Ace Sushi impresses in first semester, but students lament lack of meal exchange option


Colin Stevenson

Ace Sushi offers boba and sushi ready and fresh from its fridge, Nov. 30.

Ace Sushi just wrapped up its first semester as one of the retail dining options at Midwestern State University, taking the slot in the Clark Student Center previously held by Burrito Bowl for many years. Ace has reportedly been a hit with students overall, but the new restaurant has amassed its own number of complaints as well.

“Regarding… whether or not Ace has met expectations, we have increasingly heard requests from students looking for healthy options and options that meet the needs of students on gluten-free diets. Ace has been well received in its opening semester and we’re listening closely to the feedback students are providing,” Kristi Schulte, director of residence life and housing, said.

Not including The Market at Legacy and the on-campus Starbucks, which primarily sell beverages and convenience items, 15% of all dining-option transactions occurred at Ace Sushi. This ties the newcomer with Einstein’s Bagels and puts it ahead of Maverick’s Corner, which recorded 10%. Ace still trails Chick-Fil-A and Mesquite Dining Hall, which recorded 20% and 40% of transactions respectively. Notably, Ace performed considerably better than its predecessor, Burrito Bowl.

“For comparison, Burrito Bowl averaged 5% of sales in previous semesters,” Schulte said.

Despite the positive response, the Ace Sushi on campus has not been exempt from criticism. Among the complaints, the most common amongst students has been that there isn’t a meal exchange option at Ace Sushi, unlike the other dining options on campus.

“One of the points of feedback we’ve received is a request to implement a meal exchange option at Ace. We are exploring possibilities, but I do not have a solid timeline for when that might be accomplished,” Schulte said.

Students are still able to pay with cash as well as their flex dollars. However, Ace is one of the pricier options at MSU. Many of the staple meals cost upwards of $10, meaning that if a student had the base $100 flex cash option, they could eat there no more than ten times a semester, and that was if Ace were the only option they chose to spend their flex dollars on.

“I don’t think it’s worth the flex dollars I spend on it. I think I’ll only go back for the Boba tea. That’s about the only thing though, unless they had like a meal change or something and the food was not as salty,” Adriana Brown, marketing junior, said.
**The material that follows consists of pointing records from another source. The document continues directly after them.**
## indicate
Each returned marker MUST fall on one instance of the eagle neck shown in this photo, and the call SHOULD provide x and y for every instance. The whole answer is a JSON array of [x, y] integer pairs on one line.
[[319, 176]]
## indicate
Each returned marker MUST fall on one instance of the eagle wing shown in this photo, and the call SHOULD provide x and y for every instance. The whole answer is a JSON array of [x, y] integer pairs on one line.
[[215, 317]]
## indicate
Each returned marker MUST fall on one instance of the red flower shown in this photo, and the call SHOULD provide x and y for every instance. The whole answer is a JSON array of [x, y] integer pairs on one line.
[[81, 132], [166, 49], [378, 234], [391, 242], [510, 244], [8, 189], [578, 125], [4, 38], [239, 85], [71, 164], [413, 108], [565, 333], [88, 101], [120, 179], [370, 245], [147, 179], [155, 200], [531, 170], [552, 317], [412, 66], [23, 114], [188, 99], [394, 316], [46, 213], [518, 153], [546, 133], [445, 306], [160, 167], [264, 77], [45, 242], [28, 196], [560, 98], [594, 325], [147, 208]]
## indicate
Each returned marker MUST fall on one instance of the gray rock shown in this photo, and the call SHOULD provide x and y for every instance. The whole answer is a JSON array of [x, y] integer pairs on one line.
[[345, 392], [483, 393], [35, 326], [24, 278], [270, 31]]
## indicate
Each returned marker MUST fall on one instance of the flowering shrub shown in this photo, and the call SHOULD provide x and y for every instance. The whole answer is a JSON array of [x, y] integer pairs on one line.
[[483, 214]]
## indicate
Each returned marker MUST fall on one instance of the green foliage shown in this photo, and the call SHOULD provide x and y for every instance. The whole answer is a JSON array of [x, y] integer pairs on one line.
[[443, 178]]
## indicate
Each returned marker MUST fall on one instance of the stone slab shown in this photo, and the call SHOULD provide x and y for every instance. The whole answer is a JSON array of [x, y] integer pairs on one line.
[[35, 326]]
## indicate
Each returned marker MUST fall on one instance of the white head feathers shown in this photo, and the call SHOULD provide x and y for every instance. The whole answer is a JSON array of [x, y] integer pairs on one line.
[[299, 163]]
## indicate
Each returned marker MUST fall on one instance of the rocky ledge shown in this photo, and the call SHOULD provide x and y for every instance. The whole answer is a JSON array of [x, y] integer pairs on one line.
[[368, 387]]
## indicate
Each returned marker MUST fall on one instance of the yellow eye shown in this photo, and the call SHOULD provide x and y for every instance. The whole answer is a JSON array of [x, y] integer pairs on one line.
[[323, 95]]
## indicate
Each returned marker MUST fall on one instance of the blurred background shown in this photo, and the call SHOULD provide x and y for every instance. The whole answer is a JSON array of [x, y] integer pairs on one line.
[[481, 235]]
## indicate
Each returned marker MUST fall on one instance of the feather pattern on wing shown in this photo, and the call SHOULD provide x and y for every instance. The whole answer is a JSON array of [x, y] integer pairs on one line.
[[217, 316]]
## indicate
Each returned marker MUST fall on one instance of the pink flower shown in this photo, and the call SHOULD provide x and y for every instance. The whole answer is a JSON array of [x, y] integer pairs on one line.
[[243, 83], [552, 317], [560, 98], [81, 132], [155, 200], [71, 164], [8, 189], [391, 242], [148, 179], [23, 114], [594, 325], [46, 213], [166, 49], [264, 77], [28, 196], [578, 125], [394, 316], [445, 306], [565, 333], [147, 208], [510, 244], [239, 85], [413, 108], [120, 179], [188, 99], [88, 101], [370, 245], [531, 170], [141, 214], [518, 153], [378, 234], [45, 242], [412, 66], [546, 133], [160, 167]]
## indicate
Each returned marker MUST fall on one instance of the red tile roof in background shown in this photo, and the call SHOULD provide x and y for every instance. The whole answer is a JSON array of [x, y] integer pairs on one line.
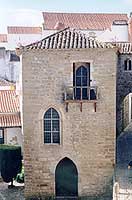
[[9, 107], [24, 30], [3, 38], [9, 102], [4, 82], [10, 120], [91, 21], [67, 39]]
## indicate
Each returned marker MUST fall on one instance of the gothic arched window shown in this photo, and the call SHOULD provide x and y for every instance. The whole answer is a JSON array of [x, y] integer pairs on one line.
[[51, 126]]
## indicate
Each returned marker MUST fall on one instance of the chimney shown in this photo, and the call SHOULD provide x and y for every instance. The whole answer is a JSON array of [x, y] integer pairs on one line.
[[120, 30]]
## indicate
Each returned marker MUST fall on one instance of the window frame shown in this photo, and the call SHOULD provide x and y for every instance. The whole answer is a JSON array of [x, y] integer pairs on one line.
[[51, 131], [2, 138], [128, 65]]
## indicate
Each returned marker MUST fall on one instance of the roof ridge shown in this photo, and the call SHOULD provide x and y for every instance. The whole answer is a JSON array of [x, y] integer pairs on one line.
[[84, 13], [47, 37], [69, 39]]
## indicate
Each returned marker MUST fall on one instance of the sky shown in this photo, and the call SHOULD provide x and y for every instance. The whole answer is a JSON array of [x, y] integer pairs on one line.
[[28, 12]]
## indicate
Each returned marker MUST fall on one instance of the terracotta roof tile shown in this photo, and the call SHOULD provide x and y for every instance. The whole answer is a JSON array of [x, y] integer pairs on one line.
[[67, 39], [3, 38], [10, 120], [4, 82], [91, 21], [24, 30], [9, 102], [124, 48]]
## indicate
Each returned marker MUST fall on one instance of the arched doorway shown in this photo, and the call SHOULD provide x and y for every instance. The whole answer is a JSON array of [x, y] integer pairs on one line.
[[66, 178]]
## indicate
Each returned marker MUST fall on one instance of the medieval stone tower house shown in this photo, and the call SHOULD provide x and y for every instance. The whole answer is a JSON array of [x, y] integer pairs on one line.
[[69, 116]]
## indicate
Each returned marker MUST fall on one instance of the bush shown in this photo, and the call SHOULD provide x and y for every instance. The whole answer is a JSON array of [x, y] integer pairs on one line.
[[11, 162], [20, 176]]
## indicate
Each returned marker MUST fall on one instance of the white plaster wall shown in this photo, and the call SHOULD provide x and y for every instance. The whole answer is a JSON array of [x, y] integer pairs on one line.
[[14, 40], [8, 70], [14, 136], [50, 32], [120, 32]]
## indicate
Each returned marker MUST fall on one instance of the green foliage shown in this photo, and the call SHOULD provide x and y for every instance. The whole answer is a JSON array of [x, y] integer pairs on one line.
[[11, 162], [20, 176]]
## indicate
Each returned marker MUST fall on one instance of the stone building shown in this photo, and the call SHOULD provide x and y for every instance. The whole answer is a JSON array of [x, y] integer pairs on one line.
[[10, 121], [124, 86], [69, 116]]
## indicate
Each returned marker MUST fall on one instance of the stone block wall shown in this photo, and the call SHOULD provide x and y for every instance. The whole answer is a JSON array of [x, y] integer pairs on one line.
[[124, 87], [87, 137]]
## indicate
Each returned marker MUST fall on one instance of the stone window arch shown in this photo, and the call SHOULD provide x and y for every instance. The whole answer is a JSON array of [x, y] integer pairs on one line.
[[127, 65], [51, 127]]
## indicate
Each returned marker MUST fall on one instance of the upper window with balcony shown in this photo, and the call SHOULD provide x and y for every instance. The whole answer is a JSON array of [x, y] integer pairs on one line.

Many of the other dining options on campus have agreements with Chartwells, a company that helps bring different dining options to campuses nationwide. This agreement contains a blueprint for quickly implementing meal exchange options. Ace, however, does not have an agreement with Chartwells, which made it too difficult to implement an exchange program in the first semester.

“Our relationship with Ace is different than the other retail dining options on campus. Chick-fil-A and Einstein’s Brothers Bagels are national brands that have standing meal exchange options available through their agreement with Chartwells. Those who run Ace are local to the Wichita Falls community and as such, there wasn’t a pre-existing agreement allowing us to initially offer a meal exchange,” Schulte said.

While Ace Sushi has been applauded by some for bringing healthier and gluten-free options to campus, many have been dissatisfied with the menu. That, along with the stigma that sushi in unformal settings can carry, has kept some, including Kevin McNeil, management information systems senior, from considering Ace as a dining option.

“I’ve heard their options aren’t super great, and the idea of eating at a sushi place on campus doesn’t sound super appealing,” McNeil said.

The administration at MSU is taking into account all the feedback, both positive and negative, about the newest addition to the campus dining lineup. Using that information, they have made plans to adapt and improve the campus Ace Sushi in the near future.

“We are continuing to make adjustments to the program and anticipate having additional menu and program announcements in the spring semester,” Schulte said.